Stand up for the champions
hello blog. i write you from the kitchen table on the monday before the thursday i go home. my gray cat that lives on the balcony across from me just went inside, so i'm pretty sure it's about to start raining again. i just got back from a ten-day trip to berlin, copenhagen, and prague, and my feet feel like i actually walked from city to city instead of flying. sometimes when i write this blog i sound like a failed stand-up comic.
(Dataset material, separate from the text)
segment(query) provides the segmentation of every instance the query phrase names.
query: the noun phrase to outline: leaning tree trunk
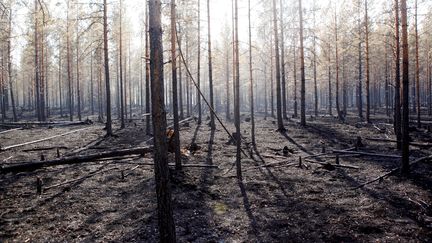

berlin is absolutely incredible. i think it might be the biggest city in the world. it seems like it goes on forever, not in the consistently fading identical ugly athens apartment building way but sort of sporadically being pieced together by someone from thousands of other cities and neighborhoods and decades. it gives the feeling of changing constantly, like at any time there are too many things going on for you to possibly choose from. i can see myself living in berlin. not someday, but now. i think i could comfortably move there right now, despite my lacking german. i say comfortably as though the moving process is something i handle well, which is entirely a lie. my life is packed in boxes and piled on the floor of my room and the walls are bare and i really can't stand it.
i should tell you about copenhagen and prague, but it would be more fun with pictures and i can't put any up now because my computer, ronnie, went into a coma about a month ago. hopefully i can put some up after i get home. i've been taking some kind of scrambly last minute photos around ferrara, and every time my shutter clicks and the photo i just took reappears on the screen everything looks ten years older than i remember.
i will at least tell you that ann and i look(ed) scandinavian with this refreshing sun/wind burn on our faces and even lighter blonde hair, food for the squardos back in ferrara, while in copenhagen we fit right in. the city is quieter than stockholm, but apparently if you're a beautiful young couple you move to copenhagen and push around a surprisingly elegant baby carriage. in prague i felt like i was running into kanzulaaks all over the place. i kept seeing my grandmother, strangely. all of the bakeries make kolackys but they're round.